The declines were seen as confirmation of that prediction. Insisted one Federal Reserve governor last week: "Our strategy for fighting inflation is agreed on completely. We are focusing on money supply as the best way to combine growth with reduced inflation over the long haul. If that means broader swings in interest rates in the short run, so be it."
Interest rates are expected to sink still further, with the prime rate at perhaps 10% to 12% by year's end. This is due largely to the weakening economy. Alan Greenspan, former chief economist for President Ford, observes: "The U.S. has moved rapidly into a severe recession. The hopes that it would be mild and of short duration appear to be precisely thathopes."
Gloomy businessmen are now bracing for an economic downturn as deep as any in the postwar period. They consequently see no need to borrow funds at the still relatively high rates so as to expand capacity or hire new workers. General Electric Chairman Reginald Jones predicts that the prime rate will sink to 12% or 13% before investment picks up. Explains Gilbert Heebner, chief economist at the Philadelphia National Bank: "It was like 20% was some magic threshold.
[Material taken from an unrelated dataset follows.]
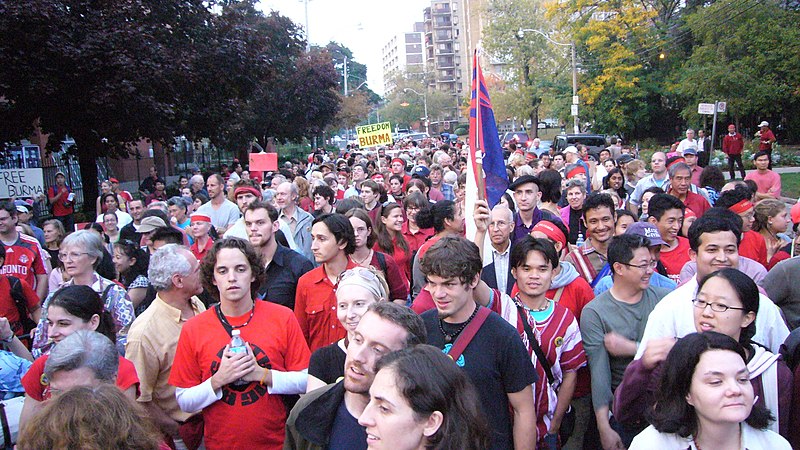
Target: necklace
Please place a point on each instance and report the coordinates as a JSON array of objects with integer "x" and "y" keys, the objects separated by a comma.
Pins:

Borrowers simply stopped borrowing. Even small independent businessmen like farmers chose to liquidate their crops rather than borrow money."
A number of savvy corporate treasurers anticipated the Fed's March credit restraints by borrowing heavily in January and February, thus stockpiling enough cash to see them safely through cold economic times. As a result, bank commercial and industrial loans, after going up at an annual rate of 27.6% in January and 26.8% in February, rose a scant .3% in March and then plunged 7.4% in April.
Bankers believe it will also take further drops in interest rates before consumers start taking out more loans. Says Robert W. Renner, chairman of the Citizens State Bank in Hartford City (pop. 8,000), Ind.: "I really think we're going to have to get down to the 12% to 13% range before the typical consumer comes back to see us." The Citizens State Bank last week made only one auto loan at 17.5% interest. A year ago, it was making twelve to 14 such loans a week at 12.5%.
Similarly, consumers are shying away from the mortgage market regardless of lower lending costs.
Jack Carlson, chief economist of the National Association of Realtors, says that the largest group of borrowers deserted the home-buying market when rates went above 14% and will not return until interest goes back below that level. Currently, mortgage money costs approximately 15% across the country.